次に《生》。《死》とは反対の生命をもたらす存在。
その次に《時》。時間と時空を管理する。まぁ、簡単に言うとワープとかタイムスリップとか出来る。
続いて《太陽》。導く存在。監視者。
《月》も似たようなものだけど、安らぎをもたらす存在。
次は《運命》。人々の縁を繋いだり、切ったりする。未来視に近い能力を持っているので、それで判断してる。

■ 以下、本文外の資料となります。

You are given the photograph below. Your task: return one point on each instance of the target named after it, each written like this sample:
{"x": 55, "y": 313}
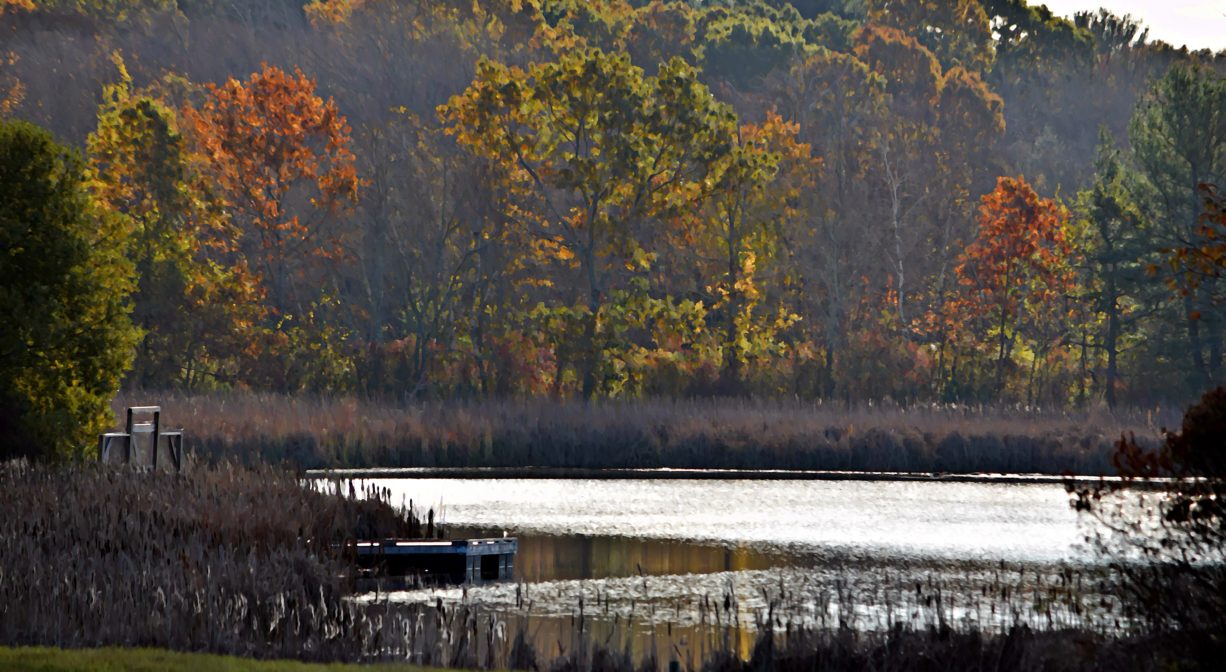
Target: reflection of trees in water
{"x": 598, "y": 557}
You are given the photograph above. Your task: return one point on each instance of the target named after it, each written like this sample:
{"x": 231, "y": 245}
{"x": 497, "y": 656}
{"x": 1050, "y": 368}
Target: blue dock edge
{"x": 439, "y": 561}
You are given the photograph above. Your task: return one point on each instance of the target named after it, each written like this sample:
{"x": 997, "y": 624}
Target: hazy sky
{"x": 1197, "y": 23}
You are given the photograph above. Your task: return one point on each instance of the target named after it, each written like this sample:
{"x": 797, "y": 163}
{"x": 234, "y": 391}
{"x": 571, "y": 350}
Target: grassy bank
{"x": 321, "y": 433}
{"x": 223, "y": 559}
{"x": 156, "y": 660}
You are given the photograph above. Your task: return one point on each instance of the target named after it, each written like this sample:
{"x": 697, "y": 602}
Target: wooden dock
{"x": 433, "y": 562}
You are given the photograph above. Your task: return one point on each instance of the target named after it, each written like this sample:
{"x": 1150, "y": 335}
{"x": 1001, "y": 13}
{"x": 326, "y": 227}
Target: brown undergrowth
{"x": 320, "y": 433}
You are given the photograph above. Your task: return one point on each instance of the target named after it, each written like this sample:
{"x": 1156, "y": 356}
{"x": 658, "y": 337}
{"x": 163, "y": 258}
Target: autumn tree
{"x": 1178, "y": 136}
{"x": 281, "y": 156}
{"x": 758, "y": 193}
{"x": 837, "y": 103}
{"x": 1016, "y": 272}
{"x": 1177, "y": 527}
{"x": 65, "y": 336}
{"x": 601, "y": 153}
{"x": 195, "y": 299}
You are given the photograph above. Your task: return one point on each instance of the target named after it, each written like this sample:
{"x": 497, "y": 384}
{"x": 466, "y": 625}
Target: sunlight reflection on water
{"x": 869, "y": 520}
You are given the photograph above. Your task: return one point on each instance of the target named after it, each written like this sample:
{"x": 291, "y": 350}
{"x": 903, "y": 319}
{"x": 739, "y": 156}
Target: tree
{"x": 956, "y": 31}
{"x": 1016, "y": 272}
{"x": 600, "y": 155}
{"x": 837, "y": 103}
{"x": 1166, "y": 546}
{"x": 758, "y": 191}
{"x": 195, "y": 299}
{"x": 281, "y": 155}
{"x": 65, "y": 336}
{"x": 1178, "y": 136}
{"x": 1116, "y": 258}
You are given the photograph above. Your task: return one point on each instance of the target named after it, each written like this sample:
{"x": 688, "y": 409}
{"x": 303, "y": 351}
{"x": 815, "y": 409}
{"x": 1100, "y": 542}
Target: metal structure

その次は《大地》。草花から火山まで大地にあるものはすべて作った。
最後に《水》。まぁ、空気もなんだけど。人が生きる環境を整えた。
こんな感じかな?」
「女神の力はどうなのでしょうか?」
「女神様はね…、この世界を作るのに殆どの力を消費したから、今は天使の力を上げるくらいかな。」
…天使だけでも力は凄まじそうなのにそれ以上にするって…。
「フィーナ、もうこの世界に天使と女神様が降りてくることはないよ。」
「何故でしょう?」
「神様たちの約束で完成から2000年経ったら干渉を少なくしはじめて、一万年経ったら干渉を禁止するって言うのがあるから。」
…えっと、
「あの、神様って他にそんなにいるのですか?」
「いるよ~。まぁ、位によって様々で日本のように八百万の神って言うようにね。」
「なるほど。」
「フィーナ!」
ルナ様が本棚の横から顔を出している。
「ルナ様!何かご用ですか?」
「ううん、そろそろ帰ろうと思ってたから…。
アリス、フィーナは絶対にあげないから。」
「あはは、貰おうとなんかしてないよ。少しお話をしてただけ。」
それを聞いたとたんルナ様の顔が真っ赤になります。…可愛いです。
「フィーナ、帰るわよ!」
「分かりました。
では、アリス様失礼いたします。」
アリスは私の様付けに少し笑っています。
…しょうがないではないですか。
アリスが私の耳に口を近づけて言います。
「フィーナ、運命を司る天使からの伝言。
『全てを知るとき黒は動きだし、白を拐う。』
そして、私からも『思い出しなさい。約束を果たすために。』」
「アリス?」
「答えは誰も知らない。自分で考えてね。」
そう言って、アリスは笑う。
「フィーナ、どうかしたの?」
まだ、聞きたいことはあったけどルナ様に呼ばれたので後ろ髪を引かれつつ歩きます。
何か問題が起こりそうです。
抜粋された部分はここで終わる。